Mean nitrogen fertiliser quantities

Fig. 13
figure 13

Mean phosphorus fertiliser quantities

Fig. 14
figure 14

Mean potassium fertiliser quantities

Potassium is essential in photosynthesis, enzyme activation and protein increment to sustain growth and reproduction of plants. K deficient plants are less resistant to drought, excess water, disease, insect attack, frost and cold [21]. Specially, K deficiency makes yellow firing leaf and poor root development. While, excess K can affect uptake other nutrients, such as N and Mg. We extract the mean quantities of fertiliser K in yield groups of crops from the data warehouse and present in Fig. 14.

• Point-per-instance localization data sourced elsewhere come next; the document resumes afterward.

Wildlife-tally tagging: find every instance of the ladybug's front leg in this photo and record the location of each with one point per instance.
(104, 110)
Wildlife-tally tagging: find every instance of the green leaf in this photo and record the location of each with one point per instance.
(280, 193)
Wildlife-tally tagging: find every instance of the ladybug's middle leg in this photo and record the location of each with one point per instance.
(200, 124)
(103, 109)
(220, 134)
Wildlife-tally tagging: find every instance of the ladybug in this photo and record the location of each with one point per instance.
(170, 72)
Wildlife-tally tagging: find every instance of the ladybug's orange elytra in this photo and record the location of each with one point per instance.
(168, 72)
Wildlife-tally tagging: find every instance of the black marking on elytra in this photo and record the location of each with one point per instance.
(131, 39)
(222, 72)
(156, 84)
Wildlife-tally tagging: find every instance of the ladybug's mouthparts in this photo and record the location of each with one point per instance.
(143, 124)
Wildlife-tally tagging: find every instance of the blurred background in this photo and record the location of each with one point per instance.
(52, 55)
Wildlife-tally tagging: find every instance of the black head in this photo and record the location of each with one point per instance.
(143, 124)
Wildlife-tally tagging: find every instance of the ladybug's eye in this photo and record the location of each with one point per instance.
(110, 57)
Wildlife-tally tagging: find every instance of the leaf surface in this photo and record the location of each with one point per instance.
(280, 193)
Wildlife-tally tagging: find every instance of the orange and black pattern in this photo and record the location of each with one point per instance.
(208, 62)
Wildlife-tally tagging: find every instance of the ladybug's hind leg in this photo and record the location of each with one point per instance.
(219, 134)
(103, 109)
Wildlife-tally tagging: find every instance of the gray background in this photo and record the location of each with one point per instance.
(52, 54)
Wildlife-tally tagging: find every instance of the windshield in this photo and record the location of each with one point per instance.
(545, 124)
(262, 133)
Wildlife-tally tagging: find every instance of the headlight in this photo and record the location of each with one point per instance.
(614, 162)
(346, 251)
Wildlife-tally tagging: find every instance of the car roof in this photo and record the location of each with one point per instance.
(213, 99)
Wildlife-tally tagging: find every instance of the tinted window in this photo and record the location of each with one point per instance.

The N–P–K ratio in fertiliser is important for developing crops. So we use ternary graphs to analyse correlation between the ratio of N, P and K and crop yield. In Fig. 15a, c, e, we don’t see the separation among yield groups of Barley S., Barley W., Lindseed S. and Rye W. However, there are significant differences between high-yield groups and low-yield groups of Beans S.D., Beans W.D., Maize F., Oats W., Rape W. and Wheat W. in Fig. 15b–e. So we can propose the suitable ratio of N, P and K in the NPK group for the 6 crops based on information of their group 1. Combining with information extracted in Sect. 5.2 and information in Figs. 121314 and 15, we propose the suitable ratio of N, P and K in the NPK group, and the suitable percentage of NPK group in fertiliser total for crops in Table 5. The suitable quantities of N, P and K for Beans S.D., Beans W.D., Maize F., Oats W., Rape W. and Wheat W. are extracted and recommended. While, we can only propose the suitable quantity of group NPK for Barley S. Besides, we do not have enough information to recommend the fertiliser quantities for Barley W., Linseed S. and Rye W.

Fig. 15
figure 15

N–P–K ratio

Table 5 The proposed quantities of the NPK group and its elements in each crop are extracted from Big Data

6 Conclusion and future work

In this paper, we analysed and integrated many original agricultural datasets to determine useful dimensional and fact tables, and their attributes and relationships for proposing an EAR. Based on the EAR, also being a fact constellation schema, various separate datasets are extracted, transferred and loaded into a unified crop dataset. The EAR is adjustable and scalable to new datasets and variety standards of Big Data analytics in agriculture. Besides, we also designed and implemented an agricultural DW based on Hive and Elasticsearch which adapted criteria about DW and Big Data, such as security, high performance, high storage, variety data and data science support. Specially, from the unified EAR dataset, we presented a data analysis method based on crop yield classification with fertiliser components. The studied results showed that in some crops, the more fertilisers used, the more yield increased. However, in many other crops, they are suitable to medium fertiliser quantities and their yield decreased as using more fertilisers. We proposed the suitable quantities of the NPK group, N, P and K in various season and farms on the top ten famous crops in continental Europe, Ireland, United Kingdom and Brazil.

With the scope of the paper, we exploited information about fertiliser as a case study. However, the crop yield improvement is affected not only the fertiliser components, but also available soil properties, soil texture and nutrient translocation. So, in the future, we will apply our deep learning [10] and machine learning [23] algorithms to discovery relation of fertiliser components, soil properties, adjuvants and water requirements on increasing crop yield. Besides, time series and the weather factors, such as temperature of air and soil, sunshine, rain fall, humidity and wind speech, are powerfully affect to crop yield and also will be studied.